Monday, June 24, 1996

More on stuttering as "inappropriate control"

Excerpts from a discussion with therapist Barbara Dahm

I certainly agree that "paying attention to ones speech" contributes a lot to the syndrome. As a therapist I would also attack this aspect (as I have for myself). What I react to is the notion, implied at least by some, that this is the "essence" of the problem. I am worried that the pervasiveness of this notion has hampered serious research in stuttering.

"Therapies usually are about finding appropriate ways to pay attention"

Agreed. In the end the only "appropriate" thing to do is not to pay attention, but the best way to get there varies from person to person. What was appropriate for me was to bring the attention from the speech level to that of my overall "state" of being (tension etc.)

"motor processes like skiing, walking, dancing, playing tennis do disintegrate when under conscious control"

I think you are reinforcing my point here. The body typically "knows" how to establish the needed "unconscious" control. We have very sophisticated learning mechanisms that can tell the difference between fluent and non-fluent speech, and everyone has enough periods of fluency for the body to figure out how to do it right. In stuttering, our brain not only hasn't learned how to do it right consistently, it even learns how to make it worse. I cannot believe that after millions of years of evolution we are so maladapted to do that in the face of some initial "mistakes" (akin to falling as a baby) or environmental pressures.. UNLESS there is some fundamental mechanism that is not working right.
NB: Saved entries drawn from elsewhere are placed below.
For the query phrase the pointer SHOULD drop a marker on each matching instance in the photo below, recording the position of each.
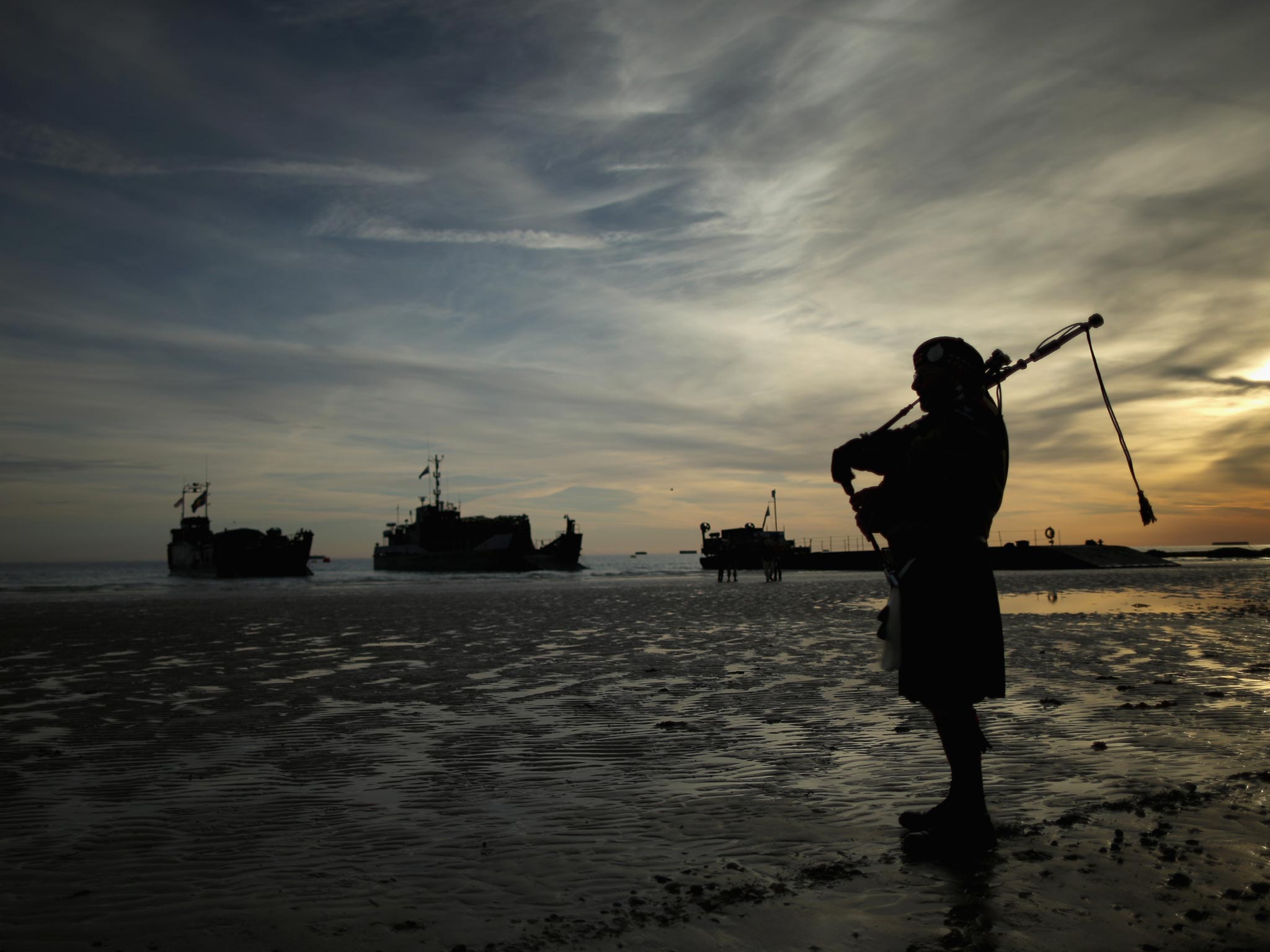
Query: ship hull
(561, 555)
(242, 553)
(191, 559)
(247, 553)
"we have to stop trying to look for the one and only cause. A whole system is involved in producing speech"

There are two separate issues here. If you are dealing with therapy you do have to somehow break down the "system" and, in this sense, I agree that looking for "one cause" would not be of immediate use. However, if your purpose is to really do research in stuttering and eventually find a "real" cure, I think "one cause" that might precipitate other concomitant factors is quite a worthwhile pursuit.

"The fact that you don't think about the words most probably contributes to the fact that your blocks are rare"

Yes, in my less humble moments I also attribute my great strides in fluency to my change in approach to speaking over time. Other times I wonder whether age alone would have done this anyhow and I am just fooling myself (and others...). This is a point I keep coming back to, but I seem to find no "takers". What I am asking in essence is: is there a form of chronic adult stuttering that tapers off in time? The analogy is with childhood stuttering... only it takes 40 years instead (I am now 51).

"Perhaps speaking is difficult at certain stages in (children's) development and this causes them to put more conscious effort into the task."

Perhaps... Yes, you make a good point. I would bet against it, but this could be researched if it hasn't already.

"People who stutter need to produce speech, not push words out. That means that all of the processes have to work correctly including not thinking about words"

... and including whatever neurological mishap set the whole system up in the first place. What I wasn't agreeing with was that thoughts or perception of inherent "difficulty" might cause the problem in the first place.

(about my point on stuttering as a "comunication disorder")
"Yes, the listener does influence PWS's to use more controlled speech processing so they stutter more when communicating with others."

Maybe, but what I was really saying is that the unconscious ways in which the brain gets set to "communicate" , neuron excitation, chemicals whatever... is in fact different from that of the brain "at rest".

"This is just another opinion as well but I came to it by learning from my clients and seeing what allows them to make gains in therapy."

Both your observations and your successes speak for themselves. I hope my musings about causes, and love for discussion, were not interpreted as doubts about your therapeutic approach.